Pretrained Pipelines#
Spark NLP offers a variety of pretrained pipelines that will help you get started, and get a sense of how the library works. We are constantly working on improving the available content.
Downloading and using a pretrained pipeline#
In this example, Explain Document ML ("explain_document_ml"
) is a pretrained pipeline that does a
little bit of everything NLP related.
Pretrained Pipelines can be used as a Spark ML Pipeline or a Spark NLP Light pipeline.
Note that the first time you run the below code it might take longer since it downloads the pretrained pipeline from our servers!

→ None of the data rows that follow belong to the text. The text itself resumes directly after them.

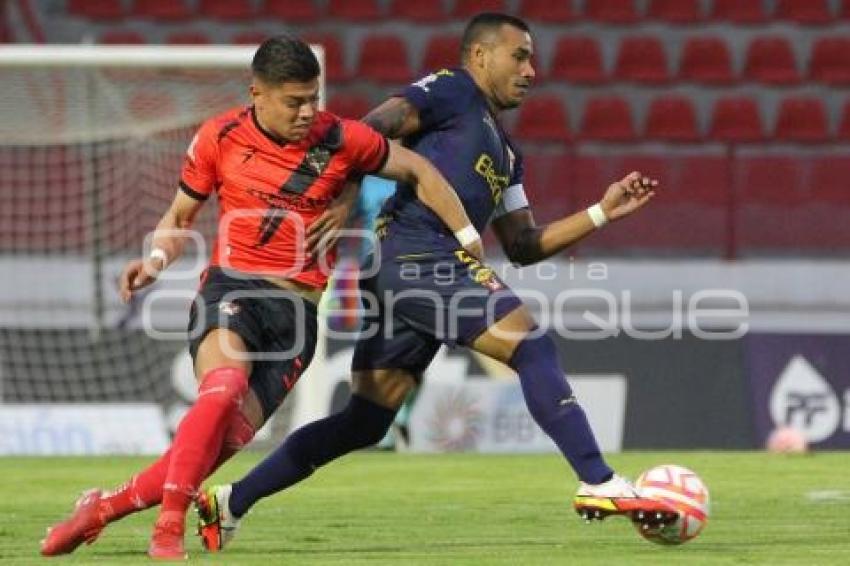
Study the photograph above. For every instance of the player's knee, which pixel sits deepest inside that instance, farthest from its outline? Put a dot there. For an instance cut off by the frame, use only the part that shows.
(224, 385)
(534, 351)
(367, 422)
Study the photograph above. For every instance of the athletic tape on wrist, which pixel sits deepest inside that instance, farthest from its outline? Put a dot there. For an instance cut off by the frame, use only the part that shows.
(467, 235)
(597, 215)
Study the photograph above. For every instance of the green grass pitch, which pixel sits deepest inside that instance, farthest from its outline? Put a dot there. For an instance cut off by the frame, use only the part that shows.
(377, 508)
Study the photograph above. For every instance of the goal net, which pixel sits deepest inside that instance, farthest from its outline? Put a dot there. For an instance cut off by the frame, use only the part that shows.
(91, 144)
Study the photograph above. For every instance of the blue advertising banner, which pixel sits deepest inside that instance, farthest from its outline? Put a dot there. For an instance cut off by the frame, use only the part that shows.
(801, 381)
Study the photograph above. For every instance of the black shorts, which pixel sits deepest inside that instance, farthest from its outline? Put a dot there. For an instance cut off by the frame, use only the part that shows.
(422, 299)
(278, 326)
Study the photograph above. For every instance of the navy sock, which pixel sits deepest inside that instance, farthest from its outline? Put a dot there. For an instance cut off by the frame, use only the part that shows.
(555, 409)
(361, 424)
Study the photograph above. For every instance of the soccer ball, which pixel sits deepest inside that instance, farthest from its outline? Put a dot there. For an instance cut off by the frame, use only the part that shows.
(684, 491)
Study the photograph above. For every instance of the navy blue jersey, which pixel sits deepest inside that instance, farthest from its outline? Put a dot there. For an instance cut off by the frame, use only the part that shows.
(462, 138)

>>> from sparknlp.pretrained import PretrainedPipeline
>>> explain_document_pipeline = PretrainedPipeline("explain_document_ml")

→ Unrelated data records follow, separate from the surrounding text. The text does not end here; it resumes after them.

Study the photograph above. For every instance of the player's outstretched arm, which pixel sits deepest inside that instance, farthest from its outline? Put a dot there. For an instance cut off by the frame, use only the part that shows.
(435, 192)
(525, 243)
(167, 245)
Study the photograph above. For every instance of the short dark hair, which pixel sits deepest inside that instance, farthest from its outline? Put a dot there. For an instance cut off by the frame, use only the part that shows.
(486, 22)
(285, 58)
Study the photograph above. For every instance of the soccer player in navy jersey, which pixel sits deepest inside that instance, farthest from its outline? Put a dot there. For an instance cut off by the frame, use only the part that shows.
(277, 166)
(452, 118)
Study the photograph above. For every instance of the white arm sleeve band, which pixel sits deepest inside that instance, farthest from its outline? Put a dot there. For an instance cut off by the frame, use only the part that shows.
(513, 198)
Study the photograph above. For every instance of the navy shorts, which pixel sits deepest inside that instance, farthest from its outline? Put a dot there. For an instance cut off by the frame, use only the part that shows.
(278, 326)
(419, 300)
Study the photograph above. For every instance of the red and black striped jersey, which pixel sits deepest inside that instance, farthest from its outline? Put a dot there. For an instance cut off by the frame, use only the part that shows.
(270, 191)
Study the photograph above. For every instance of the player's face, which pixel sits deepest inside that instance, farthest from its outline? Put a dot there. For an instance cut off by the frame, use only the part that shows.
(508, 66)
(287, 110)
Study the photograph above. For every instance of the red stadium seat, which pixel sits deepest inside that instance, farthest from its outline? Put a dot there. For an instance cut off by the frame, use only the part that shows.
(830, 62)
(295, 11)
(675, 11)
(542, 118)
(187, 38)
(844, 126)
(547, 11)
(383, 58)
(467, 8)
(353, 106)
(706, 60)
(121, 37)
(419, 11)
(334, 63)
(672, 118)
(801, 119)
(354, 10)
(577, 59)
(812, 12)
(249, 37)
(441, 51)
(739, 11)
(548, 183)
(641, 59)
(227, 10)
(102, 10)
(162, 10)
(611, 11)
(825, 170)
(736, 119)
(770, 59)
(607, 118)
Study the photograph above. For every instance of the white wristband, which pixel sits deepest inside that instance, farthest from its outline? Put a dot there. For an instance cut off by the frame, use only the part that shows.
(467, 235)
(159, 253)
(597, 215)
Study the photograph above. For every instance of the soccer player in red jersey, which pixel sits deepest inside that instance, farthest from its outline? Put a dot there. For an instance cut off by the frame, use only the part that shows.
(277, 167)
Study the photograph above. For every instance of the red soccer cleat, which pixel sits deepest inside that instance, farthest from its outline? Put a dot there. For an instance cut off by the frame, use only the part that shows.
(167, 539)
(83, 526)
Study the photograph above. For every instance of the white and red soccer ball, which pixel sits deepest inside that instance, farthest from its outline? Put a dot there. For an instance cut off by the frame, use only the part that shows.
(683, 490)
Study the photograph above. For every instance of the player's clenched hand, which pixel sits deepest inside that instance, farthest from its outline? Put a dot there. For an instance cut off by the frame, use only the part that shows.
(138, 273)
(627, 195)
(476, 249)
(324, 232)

explain_document_ml download started this may take some time.
Approx size to download 9.1 MB
[OK!]
As a Spark ML Pipeline#
>>> data = spark.createDataFrame([["We are very happy about Spark NLP"]]).toDF("text")

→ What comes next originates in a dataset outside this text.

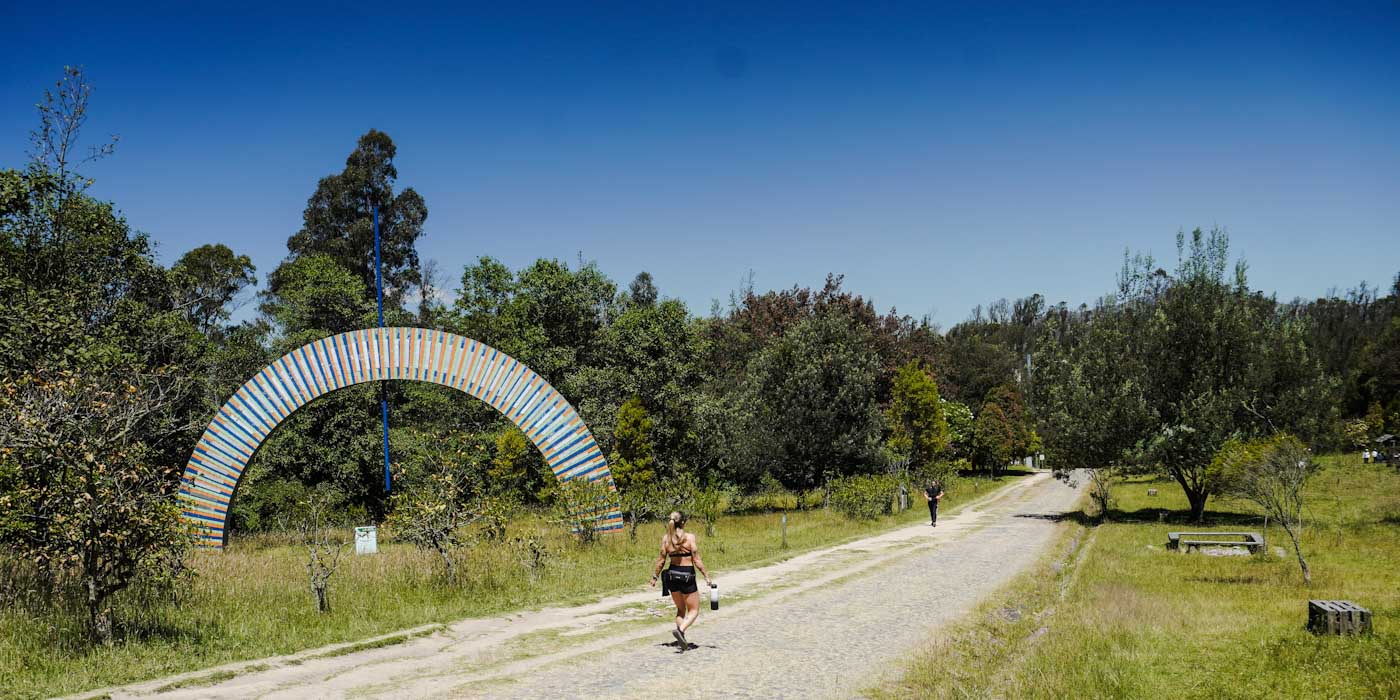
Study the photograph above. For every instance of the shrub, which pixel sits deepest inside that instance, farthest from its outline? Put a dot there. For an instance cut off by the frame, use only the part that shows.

>>> result = explain_document_pipeline.model.transform(data).selectExpr("explode(pos)")
>>> result.show()
+--------------------+--------------------+--------------------+--------------------+--------------------+--------------------+--------------------+--------------------+
| text| document| sentence| token| spell| lemmas| stems| pos|
+--------------------+--------------------+--------------------+--------------------+--------------------+--------------------+--------------------+--------------------+
|We are very happy...|[[document, 0, 32...|[[document, 0, 32...|[[token, 0, 1, We...|[[token, 0, 1, We...|[[token, 0, 1, We...|[[token, 0, 1, we...|[[pos, 0, 1, PRP,...|
+--------------------+--------------------+--------------------+--------------------+--------------------+--------------------+--------------------+--------------------+
As a Spark NLP LightPipeline#
>>> explain_document_pipeline.annotate("We are very happy about Spark NLP")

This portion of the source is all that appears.